For some time the boys watched the elk's slow progress up the ravine, but at length the animals turned off into a side ravine and disappeared among trees and brush and were seen no longer. Then the boys went back to their horses, remounted and rode on up the trail.

After a time they came up out of the ravine into a narrow grassy valley with little groves of quaking aspen and bordered on either side by high ridges of weathered pink granite. Here the slope was gradual, until at the head of the valley they reached a rolling plateau, with aspens here and there, and farther off higher hills, crowned by pines. The country they were entering was singularly picturesque. Donald was greatly impressed, while the apparently practical Jack Mason declared that it was as pretty a hunting country as he'd ever seen.

Everywhere in the bare soil of the plateau which showed among the tufts of grass, already beginning to turn yellow, were seen the traces of elk. Some of the tracks had been made in the spring when the soil was wet; they had sunk deep in the soft mud, and showed the imprints of the dew-claws. Other much later foot-prints had been made on dry earth, but were dull, windworn, and covered with dust; while occasionally were seen tracks fresh and glistening, made by animals which had passed along only a short time before.

"There are certainly plenty of elk here," remarked Jack Mason to the other Jack.

"Lots of them," was the reply. "Of course I don't claim to know much about the whole West, but I have never been in any place where elk seemed as plentiful as they are here. We may ride on to some at any time, and for the present we don't need to hunt, because whenever we want to kill something we can do it."

It was only a little later that Jack's prediction was verified.
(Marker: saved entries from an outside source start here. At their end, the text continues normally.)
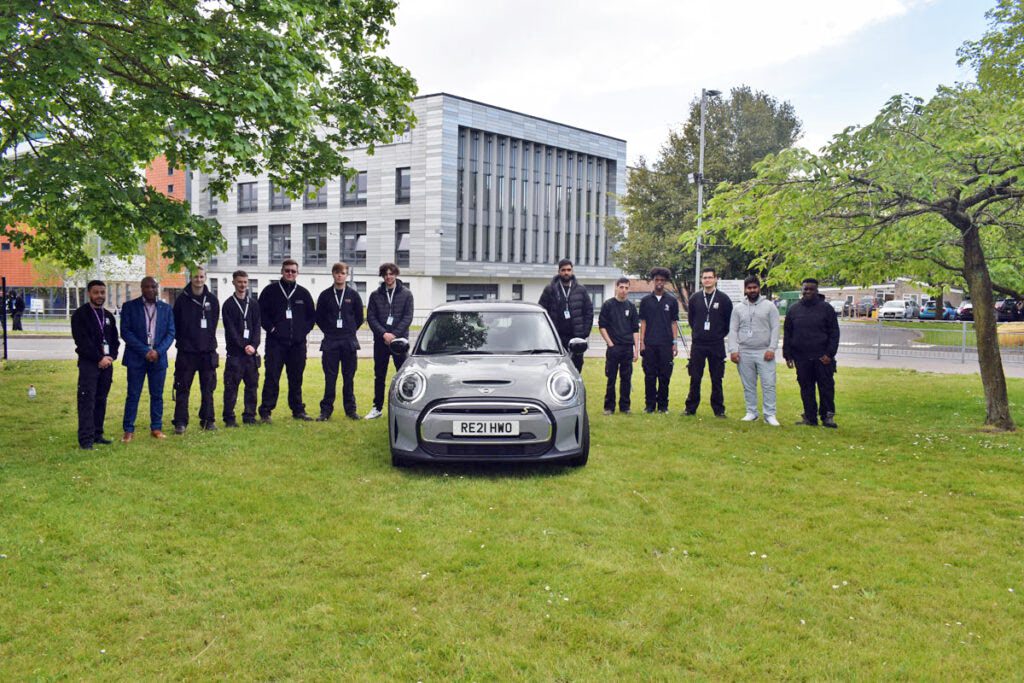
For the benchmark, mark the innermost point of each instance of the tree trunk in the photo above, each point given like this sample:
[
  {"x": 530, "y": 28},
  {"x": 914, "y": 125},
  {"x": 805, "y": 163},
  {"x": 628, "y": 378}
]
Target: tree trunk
[{"x": 989, "y": 360}]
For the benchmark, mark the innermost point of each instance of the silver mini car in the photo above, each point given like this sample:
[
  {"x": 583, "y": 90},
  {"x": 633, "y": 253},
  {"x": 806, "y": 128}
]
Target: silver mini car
[{"x": 488, "y": 381}]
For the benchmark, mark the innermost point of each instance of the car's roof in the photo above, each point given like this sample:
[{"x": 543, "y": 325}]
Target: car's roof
[{"x": 487, "y": 305}]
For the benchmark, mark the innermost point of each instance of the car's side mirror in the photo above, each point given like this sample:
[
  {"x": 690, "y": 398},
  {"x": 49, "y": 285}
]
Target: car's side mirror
[
  {"x": 578, "y": 345},
  {"x": 399, "y": 345}
]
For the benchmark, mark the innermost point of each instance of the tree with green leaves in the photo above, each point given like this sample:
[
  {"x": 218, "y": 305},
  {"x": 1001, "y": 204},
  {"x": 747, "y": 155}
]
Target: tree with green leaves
[
  {"x": 926, "y": 186},
  {"x": 91, "y": 91},
  {"x": 660, "y": 202}
]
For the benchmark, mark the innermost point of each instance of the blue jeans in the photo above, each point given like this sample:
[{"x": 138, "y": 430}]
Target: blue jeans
[{"x": 156, "y": 377}]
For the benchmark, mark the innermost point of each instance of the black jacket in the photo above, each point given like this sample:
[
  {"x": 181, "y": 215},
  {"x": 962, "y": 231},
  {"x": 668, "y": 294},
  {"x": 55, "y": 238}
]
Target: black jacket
[
  {"x": 810, "y": 331},
  {"x": 272, "y": 309},
  {"x": 189, "y": 310},
  {"x": 85, "y": 330},
  {"x": 235, "y": 341},
  {"x": 581, "y": 308},
  {"x": 350, "y": 313},
  {"x": 720, "y": 314},
  {"x": 621, "y": 321},
  {"x": 400, "y": 310}
]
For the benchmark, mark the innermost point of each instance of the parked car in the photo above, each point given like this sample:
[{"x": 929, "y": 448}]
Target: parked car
[
  {"x": 488, "y": 381},
  {"x": 1008, "y": 310},
  {"x": 929, "y": 310},
  {"x": 898, "y": 309}
]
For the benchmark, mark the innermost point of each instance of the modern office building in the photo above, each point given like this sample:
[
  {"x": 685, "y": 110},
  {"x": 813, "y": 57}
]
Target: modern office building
[{"x": 474, "y": 202}]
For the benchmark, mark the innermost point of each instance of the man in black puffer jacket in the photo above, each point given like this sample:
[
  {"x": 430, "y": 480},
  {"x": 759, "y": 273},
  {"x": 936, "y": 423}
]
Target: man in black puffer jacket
[
  {"x": 810, "y": 342},
  {"x": 389, "y": 313},
  {"x": 569, "y": 307}
]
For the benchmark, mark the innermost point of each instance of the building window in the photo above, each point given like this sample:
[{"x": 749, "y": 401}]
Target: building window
[
  {"x": 281, "y": 243},
  {"x": 279, "y": 200},
  {"x": 314, "y": 244},
  {"x": 355, "y": 190},
  {"x": 248, "y": 254},
  {"x": 470, "y": 292},
  {"x": 314, "y": 198},
  {"x": 402, "y": 185},
  {"x": 247, "y": 197},
  {"x": 401, "y": 243},
  {"x": 353, "y": 243}
]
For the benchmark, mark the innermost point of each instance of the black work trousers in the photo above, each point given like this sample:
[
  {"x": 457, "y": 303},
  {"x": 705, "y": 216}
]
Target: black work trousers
[
  {"x": 811, "y": 375},
  {"x": 347, "y": 358},
  {"x": 185, "y": 367},
  {"x": 619, "y": 366},
  {"x": 656, "y": 375},
  {"x": 239, "y": 369},
  {"x": 93, "y": 386},
  {"x": 383, "y": 355},
  {"x": 279, "y": 357},
  {"x": 714, "y": 356}
]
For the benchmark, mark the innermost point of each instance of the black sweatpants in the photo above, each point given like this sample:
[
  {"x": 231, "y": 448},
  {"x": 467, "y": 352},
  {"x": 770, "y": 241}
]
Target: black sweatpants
[
  {"x": 714, "y": 356},
  {"x": 811, "y": 375},
  {"x": 93, "y": 386},
  {"x": 383, "y": 355},
  {"x": 348, "y": 360},
  {"x": 239, "y": 369},
  {"x": 656, "y": 375},
  {"x": 619, "y": 365},
  {"x": 279, "y": 357},
  {"x": 185, "y": 367}
]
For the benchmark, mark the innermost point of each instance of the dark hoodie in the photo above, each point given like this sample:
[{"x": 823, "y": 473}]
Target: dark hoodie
[{"x": 399, "y": 310}]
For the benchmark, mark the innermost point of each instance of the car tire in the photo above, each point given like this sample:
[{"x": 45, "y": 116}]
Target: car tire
[{"x": 581, "y": 460}]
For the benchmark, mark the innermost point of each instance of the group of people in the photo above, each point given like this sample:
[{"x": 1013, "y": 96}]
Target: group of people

As they rode across the opening of a little valley they saw, less than two hundred yards away, several cow elk and heifers feeding at the edge of the brush near the timber.

"There," said Jack, "what did I tell you?"

"There they are," returned Jack Mason; "sure enough."

Donald began to show some excitement.

"Shouldn't we go up there and try to kill them?" he asked eagerly.

"I think not," answered Jack. "We can get what we need going home. I think it will be better fun for us to ride on a little, and then climb up on some high peak and sit there and look over the country."

"All right," said Donald, resignedly; "go ahead; but I'd like to remind you of the story about the girl who was sent into the woods to get a straight stick, and kept rejecting pretty good sticks, hoping to get one still straighter, until finally, when she got to the outside she had to take one that was crooked."

"Ha! ha!" laughed Mason. "That's the way I've seen it done often with hunters. But let's follow Jack, Donald. He's the boss, and if we don't get any meat, we'll put the blame on him, and make lots of fun of him when we get back to the ranch."

"Let it be so," acquiesced Donald.

Jack Danvers grinned.

"I'll accept it," he said.

For three quarters of an hour they rode on, constantly ascending by a gentle slope. Two or three times they saw other elk near or far off, and more than once Jack was warned by Donald of the humiliation of being laughed at when they got back to the ranch. But Jack only laughed and intimated that Donald was a British pilgrim.

At last Jack dismounted at a little grove of pine timber, at the foot of a rocky hill, steep and broken.

"Let's stop here," he said, "and climb up to the top of this hill and see what there is to look at. When we get up there, Donald can soothe his feelings with the British pipe he carries and the rest of us will study the landscape."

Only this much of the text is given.